Mutant fish strains were generated by a customized CRISPR/Cas9-based targeted genome editing system (H.S.J., T.W. and S.L.J., in preparation). All gRNAs targeting the fosl1a gene were scored by the formula (Score = 60 × [proportion GC content] + 10 × [proportion transcripts targeted] − 30 × [relative position in gene] + 2[if position 20 is G] − 3[if position 20 is A]) and ranked by this score as well as the number of predicted off target effects. The top four gRNAs were selected, and their sequences were cloned downstream of each of the four U6 promoters on the pT2-U6chr21-gRNAscaffold vector via Gibson assembly (NEB, E2611S). The modified vector was transformed into TOP10 competent cells (Thermo Fisher, C404010) and extracted by using a Hi-Speed Mini Plasmid Kit (IBI, IB47102). Wildtype AB zebrafish embryos were injected with a 1 nL mixture containing the modified vector (90 ng/μL) and the Tol2 transposase mRNA (30 ng/μL) at one-cell stage. The GFP-positive F1 from the crossing with Tg(hsp70:zCas9; mylz:CFP) were collected at 1 day post fertilization and heat shocked at 37 °C for half an hour to induce genome editing. Heterozygous F2 zebrafish founders were generated by outcrossing mosaic F1 mutants with wildtypes and individual genotyping on the gRNA target site. Heterozygous F2 mutant founders carrying the same fosl1a mutant allele were inter-crossed to generate homozygous mutant zebrafish for regenerative morphometric measurements.

Measurement of fin regenerate lengths

For each batch of mutant and wildtype littermates from one pair of heterozygous parents (fosl1a+/−), the caudal fins were amputated halfway along the proximal-distal axis. Their regeneration processes were photographed daily up to 5 dpa. The lengths of the new regenerates were measured with ImageJ (NIH), from the cutting plane to the front end. The fourth fin ray counting from the ventral side was used for consistency. The measurements were taken from distinct samples, and the exact sample size for each group is indicated in the figures.

Quantitative reverse transcription (qRT)-PCR

The primers for qRT-PCR were designed targeting regions spanning multiple exons per each gene (Additional file 2: Table S4). First-strand cDNA was synthesized from 1 μg of total RNA by using ProtoScript II Reverse Transcriptase (NEB, M0368) according to the manufacturer’s instructions. A standard qRT-PCR on the cDNA corresponding to 25 ng of total RNA was performed using PerfeCTa SYBR Green SuperMix (Quantabio, 95054) and Bio-Rad CFX96 machine. The gene expression levels were normalized using actb2 gene expression level as an internal control.

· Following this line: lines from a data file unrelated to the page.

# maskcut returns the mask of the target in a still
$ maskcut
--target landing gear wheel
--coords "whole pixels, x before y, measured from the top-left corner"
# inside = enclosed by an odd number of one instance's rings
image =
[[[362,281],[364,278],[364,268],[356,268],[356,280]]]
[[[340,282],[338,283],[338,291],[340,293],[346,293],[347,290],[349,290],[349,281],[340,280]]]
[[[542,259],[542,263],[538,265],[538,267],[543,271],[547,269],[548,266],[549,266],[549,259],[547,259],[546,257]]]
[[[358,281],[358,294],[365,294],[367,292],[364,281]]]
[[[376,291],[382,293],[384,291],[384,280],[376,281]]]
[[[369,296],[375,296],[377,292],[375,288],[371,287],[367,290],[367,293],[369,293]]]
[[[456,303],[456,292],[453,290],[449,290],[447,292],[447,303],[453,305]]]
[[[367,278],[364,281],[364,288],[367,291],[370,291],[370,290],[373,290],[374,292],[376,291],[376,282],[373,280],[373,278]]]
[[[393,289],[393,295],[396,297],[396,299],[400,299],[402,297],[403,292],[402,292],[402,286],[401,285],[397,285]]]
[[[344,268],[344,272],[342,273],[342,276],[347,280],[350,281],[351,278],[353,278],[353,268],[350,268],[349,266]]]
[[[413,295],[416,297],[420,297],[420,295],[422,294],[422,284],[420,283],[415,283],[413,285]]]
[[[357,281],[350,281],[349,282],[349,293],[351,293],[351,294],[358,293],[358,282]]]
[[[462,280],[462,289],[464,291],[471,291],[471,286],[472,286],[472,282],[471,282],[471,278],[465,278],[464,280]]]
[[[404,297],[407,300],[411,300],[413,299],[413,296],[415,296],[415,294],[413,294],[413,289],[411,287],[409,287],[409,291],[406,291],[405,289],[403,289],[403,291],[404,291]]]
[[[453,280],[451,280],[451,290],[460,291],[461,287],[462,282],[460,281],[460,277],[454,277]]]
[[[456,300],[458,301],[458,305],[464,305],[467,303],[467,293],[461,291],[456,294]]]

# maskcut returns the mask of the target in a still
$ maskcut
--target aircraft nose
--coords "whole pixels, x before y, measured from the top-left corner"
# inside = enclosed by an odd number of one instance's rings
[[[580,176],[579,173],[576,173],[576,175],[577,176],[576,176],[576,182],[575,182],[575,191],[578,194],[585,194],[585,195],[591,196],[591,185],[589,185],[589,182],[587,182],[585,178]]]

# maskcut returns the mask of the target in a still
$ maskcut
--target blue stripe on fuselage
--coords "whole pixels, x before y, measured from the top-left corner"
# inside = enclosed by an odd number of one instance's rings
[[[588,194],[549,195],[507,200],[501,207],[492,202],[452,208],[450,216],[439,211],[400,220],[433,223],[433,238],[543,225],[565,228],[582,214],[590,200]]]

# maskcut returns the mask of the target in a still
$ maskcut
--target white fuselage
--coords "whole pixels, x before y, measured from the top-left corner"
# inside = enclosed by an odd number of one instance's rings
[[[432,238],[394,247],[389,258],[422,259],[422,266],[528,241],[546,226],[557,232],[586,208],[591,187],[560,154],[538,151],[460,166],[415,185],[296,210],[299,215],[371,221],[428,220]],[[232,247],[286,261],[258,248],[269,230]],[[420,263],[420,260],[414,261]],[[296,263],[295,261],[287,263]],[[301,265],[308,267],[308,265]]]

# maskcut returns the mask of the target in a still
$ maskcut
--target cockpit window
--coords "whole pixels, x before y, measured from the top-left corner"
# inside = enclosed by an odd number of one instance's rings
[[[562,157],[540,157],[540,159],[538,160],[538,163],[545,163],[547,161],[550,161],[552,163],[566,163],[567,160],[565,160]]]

All the statistical tests were performed by using R program version 3.4.3. A two-sided Mann–Whitney U test was used to test statistical differences of fin regenerate lengths between mutant and wildtype zebrafish, by using the wilcox.test function. The two-sided Wilcoxon signed-rank test was used to test statistical differences of gene expression changes in regenerates between mutant and wildtype zebrafish, by using the wilcox.test function with the parameter: paired = T. Sample sizes and p values are indicated in the figures or figure legends.